La stampa perde terreno. Solo un giovane su cinque dichiara di leggere quotidiani su carta. Il press divide giovanile, ossia il divario che li separa da chi si informa attraverso la stampa, è in aumento: nel 2013 la percentuale di ragazzi che non legge – o non ha mai letto – libri, riviste e giornali è salita al 55,5%. La crisi dei giornali è stata particolarmente dolorosa per la free press, come testimonia il direttore di Metro Giampaolo Roidi. Tra il 2010 e il 2011 i giornali gratuiti hanno subito un vero e proprio crollo degli investimenti pubblicitari, con un calo di oltre il 40% dei ricavi. Per Roidi buona parte delle responsabilità della crisi della stampa sono da imputare agli stessi operatori dell’informazione: “c’è un ritardo clamoroso nel provare ad assimilare format e linguaggi nuovi. I grandi giornali organizzano ancora le notizie secondo gerarchie vecchie di 20 anni”.
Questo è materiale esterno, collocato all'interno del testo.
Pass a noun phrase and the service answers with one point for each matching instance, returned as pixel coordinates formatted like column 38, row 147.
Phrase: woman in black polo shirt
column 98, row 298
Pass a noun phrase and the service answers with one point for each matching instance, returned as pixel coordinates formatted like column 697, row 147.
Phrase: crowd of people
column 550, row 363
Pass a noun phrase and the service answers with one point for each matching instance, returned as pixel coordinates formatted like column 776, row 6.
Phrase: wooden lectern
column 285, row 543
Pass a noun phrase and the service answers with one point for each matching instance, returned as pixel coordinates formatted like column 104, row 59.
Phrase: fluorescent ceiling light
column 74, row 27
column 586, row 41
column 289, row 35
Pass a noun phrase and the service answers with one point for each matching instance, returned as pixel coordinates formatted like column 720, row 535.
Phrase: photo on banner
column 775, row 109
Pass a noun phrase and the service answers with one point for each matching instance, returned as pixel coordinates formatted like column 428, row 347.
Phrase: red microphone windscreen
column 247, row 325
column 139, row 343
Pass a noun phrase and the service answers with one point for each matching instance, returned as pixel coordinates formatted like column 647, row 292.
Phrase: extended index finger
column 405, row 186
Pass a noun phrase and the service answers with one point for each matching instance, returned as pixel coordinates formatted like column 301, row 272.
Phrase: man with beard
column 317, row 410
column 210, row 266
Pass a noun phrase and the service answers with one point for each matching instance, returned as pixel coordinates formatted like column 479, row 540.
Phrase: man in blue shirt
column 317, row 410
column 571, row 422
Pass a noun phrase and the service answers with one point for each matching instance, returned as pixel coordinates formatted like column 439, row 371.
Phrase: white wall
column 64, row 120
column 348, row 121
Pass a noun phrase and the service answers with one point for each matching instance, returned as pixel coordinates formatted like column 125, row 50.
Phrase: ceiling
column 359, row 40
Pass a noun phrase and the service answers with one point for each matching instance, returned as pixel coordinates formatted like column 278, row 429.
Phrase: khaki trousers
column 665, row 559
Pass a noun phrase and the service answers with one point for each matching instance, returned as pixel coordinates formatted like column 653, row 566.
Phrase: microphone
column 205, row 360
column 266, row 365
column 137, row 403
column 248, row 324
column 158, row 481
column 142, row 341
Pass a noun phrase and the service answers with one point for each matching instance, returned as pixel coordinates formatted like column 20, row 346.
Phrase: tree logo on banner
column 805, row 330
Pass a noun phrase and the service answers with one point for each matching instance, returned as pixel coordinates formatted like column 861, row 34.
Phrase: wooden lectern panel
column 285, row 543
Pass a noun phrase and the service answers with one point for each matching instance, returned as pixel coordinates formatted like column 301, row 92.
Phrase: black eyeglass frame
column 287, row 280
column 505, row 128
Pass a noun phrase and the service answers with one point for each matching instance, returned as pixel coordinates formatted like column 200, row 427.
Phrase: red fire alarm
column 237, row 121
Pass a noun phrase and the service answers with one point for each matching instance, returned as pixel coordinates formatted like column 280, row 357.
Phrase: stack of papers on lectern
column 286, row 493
Utenti Prosumer e gerarchia delle fonti. Aumentano, grazie al web e ai social network, i contenuti generati direttamente dagli utenti (forum, blog, e-book in self-publishing, siti di citizen journalism, filmati in video sharing etc. etc.). In questo genere di prodotti è sempre più esibita la propria biografia, il proprio “se digitale”; si è appunto coniato il termine “biomediatica” per indicare questo tipo di contenuti autoprodotti, nei quali si riscontra molto spesso il primato del soggetto. L’ultimo aspetto particolarmente interessante sull’accesso dei giovani all’informazione sul web è introdotto da Andrea Scanzi, che parla della rivoluzione della gerarchia delle fonti. Il giornalista sottolinea come gli utenti del web possano selezionare le fonti attraverso cui informarsi, creando una sorta di playlist. Se da una parte tutto ciò mette a rischio le garanzie e la qualità dell’informazione, dall’altra rende maggiormente fruibile quello che prima era di nicchia e difficilmente reperibile: “prima di internet” – dice Scanzi – “la ricerca di cosintroinformazione era molto più complicata”.